'We live for gravity biking': deadly sport is way of life in Medellín - sjcsjc
https://www.theguardian.com/cities/2019/oct/02/we-live-for-gravity-biking-deadly-sport-is-way-of-life-in-medellin
======
DanBC
Watching the video in that article there are some simple things that could be
done to make it safer - helmets, leathers, move to sleds not bikes, close the
roads to other traffic, develop a culture about how you move when you're in a
pack.

I'm curious if the barriers to safety are poverty, or if the increased danger
is an intrinsic need. Would people still do it if it was on a sled on a track?

The BBC has an interesting radio programme about these gravity bikers.

[https://www.bbc.co.uk/programmes/m0008b9g](https://www.bbc.co.uk/programmes/m0008b9g)
or
[https://www.bbc.co.uk/programmes/p07n459f](https://www.bbc.co.uk/programmes/p07n459f)

28 minutes.

> _Colombia’s Kamikaze Cyclists_ Crossing Continents

> Precipitous mountain roads, specially modified bikes, and deadly
> consequences.
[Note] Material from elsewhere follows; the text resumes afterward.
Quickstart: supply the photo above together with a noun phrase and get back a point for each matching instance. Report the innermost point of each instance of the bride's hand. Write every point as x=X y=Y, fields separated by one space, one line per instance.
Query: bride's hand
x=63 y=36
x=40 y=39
Simon Maybin spends time with the young men who race down the
> steep roads of Colombia’s second city Medellin. Marlon is 16 and he’s a
> gravitoso - a gravity biker. He hooks onto the back of lorries or buses
> climbing the precipitous roads to reach high points around the city. Then,
> he lets gravity do its thing and - without any safety gear - hurtles back
> down the roads, trying to dodge the traffic. This year, two of his friends
> have died gravity biking and Marlon has had a near-fatal accident. But he’s
> not quitting. So what drives young men like him to take their lives into
> their own hands? And what’s being done to stop more deaths? Produced and
> presented by Simon Maybin.

------
Lio
> to climb the hills riders hang on to passing trucks, sometimes using
> homemade hooks on a line

Something of YT from Snow Crash about that.